Today I fetch em one at the time...

What should I use to speed it ut? I have understod that Threads not a good option.

bennymack

12:38 am on Dec 30, 2005 (gmt 0)

10+ Year Member



I believe the latest buzz word for asynchronous programming in the Perl world is POE.

There's a rather high learning curve involved but in the long run it's the best option. If you decide to use fork your program will eventually become very complex and probably more unmanageable than if you used POE in the first place.

Here's some useful examples:
[poe.perl.org...]

VectorJ

3:08 am on Dec 31, 2005 (gmt 0)

10+ Year Member



In my experience, the most stable way to do this is by forking a process for each webpage and having them report to a single daemon via domain sockets. It sounds much more complicated than it is; all the info you need to achieve this is in the Camel Book.

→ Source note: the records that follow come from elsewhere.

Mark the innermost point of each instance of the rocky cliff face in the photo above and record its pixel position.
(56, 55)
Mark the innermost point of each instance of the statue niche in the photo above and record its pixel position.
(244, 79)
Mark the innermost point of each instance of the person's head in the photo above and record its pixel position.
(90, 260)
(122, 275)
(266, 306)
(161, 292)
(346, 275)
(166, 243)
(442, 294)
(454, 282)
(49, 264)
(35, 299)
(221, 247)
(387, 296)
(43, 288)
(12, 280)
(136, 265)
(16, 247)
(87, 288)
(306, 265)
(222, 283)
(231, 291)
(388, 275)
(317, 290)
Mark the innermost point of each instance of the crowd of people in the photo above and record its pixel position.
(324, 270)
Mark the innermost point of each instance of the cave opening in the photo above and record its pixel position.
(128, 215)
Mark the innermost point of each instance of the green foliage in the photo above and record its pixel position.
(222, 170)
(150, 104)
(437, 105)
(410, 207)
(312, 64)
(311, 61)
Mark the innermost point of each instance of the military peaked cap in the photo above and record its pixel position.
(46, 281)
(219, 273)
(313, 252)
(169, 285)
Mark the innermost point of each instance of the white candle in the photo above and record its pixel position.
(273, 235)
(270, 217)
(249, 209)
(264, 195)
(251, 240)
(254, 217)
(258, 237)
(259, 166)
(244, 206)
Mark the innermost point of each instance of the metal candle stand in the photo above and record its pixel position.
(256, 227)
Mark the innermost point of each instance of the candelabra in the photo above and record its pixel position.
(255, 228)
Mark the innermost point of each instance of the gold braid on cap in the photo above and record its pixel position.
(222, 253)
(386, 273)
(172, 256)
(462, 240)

I don't know how well it would work if the processes are run based on user input on a webpage. My guess is that it wouldn't work well.

VectorJ

3:10 am on Dec 31, 2005 (gmt 0)

10+ Year Member



Additionally, I second bennymack about POE. I've heard that POE is the way to go. The only reason I don't mention it is that I don't have any experience with POE so can't say one way or the other....

Phoog

1:40 pm on Jan 15, 2006 (gmt 0)

10+ Year Member



"In my experience, the most stable way to do this is by forking a process for each webpage and having them report to a single daemon via domain sockets. It sounds much more complicated than it is; all the info you need to achieve this is in the Camel Book."

Thanks for the help!

But the only info about forking I can find doesent match what I want to do.

Do you know of any guide or exapmle that take up this? I cant be the only one that trying to do this, and the Fork manual doesent leave mutch info about this.

Thanks again...

bennymack

7:10 pm on Jan 15, 2006 (gmt 0)

10+ Year Member



I guess I'd need some more info before I could suggest a more suitable solution.

First of all, how is the output of the page fetches handled? I assume you're going to need to have access to it in the parent process.

Here's an example that forks several processes and then the parent reads the child output:


use strict;
use warnings;
use IO::Select;

my $io = IO::Select->new();

for (1 .. 5) {
pipe my $read, my $write;

if (fork) {
# parent
close $write;
$io->add($read);
next;
}
else {
# child
close $read;
my $time = int rand(5);
sleep $time;
print $write "$$ forked and slept $time\n";
print $write "done\n";
exit;
}
}

while (my @ready = $io->can_read) {
for (@ready) {
print scalar(<$_>);
$io->remove($_);
}
}

There's some other important concepts to learn. Like how to correctly use

wait
and
waitpid
to reap child processes.

Phoog

8:46 am on Jan 16, 2006 (gmt 0)

10+ Year Member



Thanks Bennymack!
Will look in to that code later.

And as you assume, I need to continue to handle the data in the parent. I just want the fetching of the pages to work at the same time, when the pages are fetched I need to continue to work with the data. The output from the pages are saved in a hash.

Thanks